The primary sources of ROx radicals in atmosphere: Oxidative capacity and self-purifying effect

Abstract

Ambient ozone (O₃) is generated through the reactions of nitrogen oxides and volatile organic compounds (VOCs) in sunlight, and the primary sources of RO_x radicals play a very important role in O₃ photochemistry. However, as major precursors of RO_x radicals, the systematical evaluation of ClNO₂, HCHO, and HONO impacts on O₃ photochemistry remains limited.

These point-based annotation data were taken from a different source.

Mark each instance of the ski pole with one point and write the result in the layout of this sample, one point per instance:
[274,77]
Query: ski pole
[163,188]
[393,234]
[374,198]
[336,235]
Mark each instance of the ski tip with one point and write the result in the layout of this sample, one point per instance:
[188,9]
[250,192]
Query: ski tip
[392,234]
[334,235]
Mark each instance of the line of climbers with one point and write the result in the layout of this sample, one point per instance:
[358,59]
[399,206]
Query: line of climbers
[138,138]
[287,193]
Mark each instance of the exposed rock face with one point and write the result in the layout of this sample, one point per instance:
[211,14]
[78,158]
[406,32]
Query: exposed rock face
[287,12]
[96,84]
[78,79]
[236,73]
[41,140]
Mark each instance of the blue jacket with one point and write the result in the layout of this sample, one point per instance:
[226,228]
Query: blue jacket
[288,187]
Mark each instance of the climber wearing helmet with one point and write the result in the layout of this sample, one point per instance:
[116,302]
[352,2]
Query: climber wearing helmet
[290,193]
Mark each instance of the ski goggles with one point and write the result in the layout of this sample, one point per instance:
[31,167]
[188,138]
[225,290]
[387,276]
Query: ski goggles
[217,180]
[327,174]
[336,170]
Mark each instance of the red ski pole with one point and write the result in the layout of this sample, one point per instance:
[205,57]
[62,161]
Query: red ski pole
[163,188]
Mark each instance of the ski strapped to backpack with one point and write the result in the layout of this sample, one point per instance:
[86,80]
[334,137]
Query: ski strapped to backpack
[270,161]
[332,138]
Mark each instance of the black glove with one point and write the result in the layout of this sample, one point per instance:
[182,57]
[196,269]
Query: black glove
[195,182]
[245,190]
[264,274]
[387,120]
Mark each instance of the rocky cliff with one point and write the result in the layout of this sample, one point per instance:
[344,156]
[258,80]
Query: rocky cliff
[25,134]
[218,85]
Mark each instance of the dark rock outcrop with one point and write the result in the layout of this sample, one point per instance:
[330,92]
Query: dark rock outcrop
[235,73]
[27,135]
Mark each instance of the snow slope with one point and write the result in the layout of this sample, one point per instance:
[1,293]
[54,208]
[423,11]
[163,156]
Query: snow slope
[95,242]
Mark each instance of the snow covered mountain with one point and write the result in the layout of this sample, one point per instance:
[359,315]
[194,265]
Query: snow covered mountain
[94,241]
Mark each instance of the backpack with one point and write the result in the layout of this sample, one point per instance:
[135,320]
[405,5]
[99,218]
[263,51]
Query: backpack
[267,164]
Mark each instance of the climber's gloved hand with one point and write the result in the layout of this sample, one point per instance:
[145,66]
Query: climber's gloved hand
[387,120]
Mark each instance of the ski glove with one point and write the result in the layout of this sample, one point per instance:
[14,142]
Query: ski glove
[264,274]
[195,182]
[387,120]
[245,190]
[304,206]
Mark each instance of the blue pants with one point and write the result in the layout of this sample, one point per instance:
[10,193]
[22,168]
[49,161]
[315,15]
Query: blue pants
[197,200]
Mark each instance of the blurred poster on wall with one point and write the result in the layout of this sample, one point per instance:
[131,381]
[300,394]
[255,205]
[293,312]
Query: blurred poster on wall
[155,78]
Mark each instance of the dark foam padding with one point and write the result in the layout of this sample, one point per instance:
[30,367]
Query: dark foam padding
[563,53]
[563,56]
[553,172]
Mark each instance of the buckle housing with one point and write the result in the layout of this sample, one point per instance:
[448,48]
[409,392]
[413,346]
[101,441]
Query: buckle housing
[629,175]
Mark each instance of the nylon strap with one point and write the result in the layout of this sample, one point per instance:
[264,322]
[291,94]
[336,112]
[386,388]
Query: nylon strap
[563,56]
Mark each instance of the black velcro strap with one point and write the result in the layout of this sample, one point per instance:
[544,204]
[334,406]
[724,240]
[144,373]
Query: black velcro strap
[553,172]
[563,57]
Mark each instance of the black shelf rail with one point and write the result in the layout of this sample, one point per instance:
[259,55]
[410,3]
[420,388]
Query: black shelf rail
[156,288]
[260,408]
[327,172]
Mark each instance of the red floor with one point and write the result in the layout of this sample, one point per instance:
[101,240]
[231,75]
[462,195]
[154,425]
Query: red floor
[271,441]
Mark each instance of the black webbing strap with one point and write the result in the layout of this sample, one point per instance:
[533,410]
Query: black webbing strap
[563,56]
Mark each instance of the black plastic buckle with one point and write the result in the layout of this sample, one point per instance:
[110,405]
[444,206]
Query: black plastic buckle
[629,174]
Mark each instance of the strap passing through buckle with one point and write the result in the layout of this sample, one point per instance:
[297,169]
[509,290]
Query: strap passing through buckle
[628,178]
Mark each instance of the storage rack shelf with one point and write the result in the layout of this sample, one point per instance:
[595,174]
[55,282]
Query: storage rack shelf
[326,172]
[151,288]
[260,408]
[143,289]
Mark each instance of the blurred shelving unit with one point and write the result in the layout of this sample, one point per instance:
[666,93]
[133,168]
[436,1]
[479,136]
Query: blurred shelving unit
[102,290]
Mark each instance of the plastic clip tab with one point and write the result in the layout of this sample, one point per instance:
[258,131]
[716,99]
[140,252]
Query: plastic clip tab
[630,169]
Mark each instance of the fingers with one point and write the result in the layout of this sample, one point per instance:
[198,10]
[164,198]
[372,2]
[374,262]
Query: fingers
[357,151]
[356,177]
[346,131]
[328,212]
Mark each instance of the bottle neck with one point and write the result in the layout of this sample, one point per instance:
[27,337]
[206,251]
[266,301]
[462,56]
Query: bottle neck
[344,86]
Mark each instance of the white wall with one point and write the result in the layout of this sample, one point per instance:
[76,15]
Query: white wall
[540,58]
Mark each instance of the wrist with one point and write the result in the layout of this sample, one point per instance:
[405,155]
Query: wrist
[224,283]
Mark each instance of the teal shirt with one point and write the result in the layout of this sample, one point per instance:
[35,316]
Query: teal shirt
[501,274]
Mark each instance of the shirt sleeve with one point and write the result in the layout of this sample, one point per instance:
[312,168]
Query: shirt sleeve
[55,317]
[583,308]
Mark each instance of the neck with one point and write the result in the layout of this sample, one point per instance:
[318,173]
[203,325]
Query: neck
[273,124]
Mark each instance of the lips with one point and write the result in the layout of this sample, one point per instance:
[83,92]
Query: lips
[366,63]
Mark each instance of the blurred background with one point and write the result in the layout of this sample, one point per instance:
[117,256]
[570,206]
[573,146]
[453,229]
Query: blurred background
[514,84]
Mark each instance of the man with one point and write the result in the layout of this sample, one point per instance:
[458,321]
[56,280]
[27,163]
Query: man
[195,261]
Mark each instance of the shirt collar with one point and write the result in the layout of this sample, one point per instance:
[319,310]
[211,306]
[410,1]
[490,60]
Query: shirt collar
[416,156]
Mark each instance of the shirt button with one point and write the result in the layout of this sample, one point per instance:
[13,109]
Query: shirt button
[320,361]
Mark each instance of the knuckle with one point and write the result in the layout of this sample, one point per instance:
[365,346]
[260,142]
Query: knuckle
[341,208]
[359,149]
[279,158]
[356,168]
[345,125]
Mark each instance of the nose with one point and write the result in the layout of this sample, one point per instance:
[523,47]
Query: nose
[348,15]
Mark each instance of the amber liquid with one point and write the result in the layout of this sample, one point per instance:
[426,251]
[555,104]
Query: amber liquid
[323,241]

Here, we utilized the observations of ClNO₂, HCHO, and HONO conducted in a coastal city of Southeast China during a photochemical O₃ pollution episode, combined with model simulations to elucidate their impacts on RO_x radicals and atmospheric oxidation capacity (AOC), as well as O₃ formation. Decreased concentrations of ClNO₂ and HONO were observed after sunrise, while HCHO concentrations peaked in the daytime. HCHO photolysis contributed the largest (∼25 %) to RO_x radical production around noon, while HONO photolysis (∼47 %) dominated RO_x radical production in the morning and late afternoon, and VOCs consumed by Cl radical released via ClNO₂ photolysis was more important (∼10 %) in the early morning, similar to their effects on the AOC levels. The results of model simulations indicated that HCHO photolysis greatly enhanced the photochemical formation of O₃, followed by HONO and ClNO₂ photolysis. Except for reducing VOCs due to a VOC-limited regime, the impacts of HCHO photolysis as primary RO_x sources should be valued to inhibit the intensification of O₃ pollution. Our study stressed the importance of primary RO_x sources for O₃ photochemistry in coastal regions, provided new insights into elucidating the self-purifying effect of the atmospheric environment.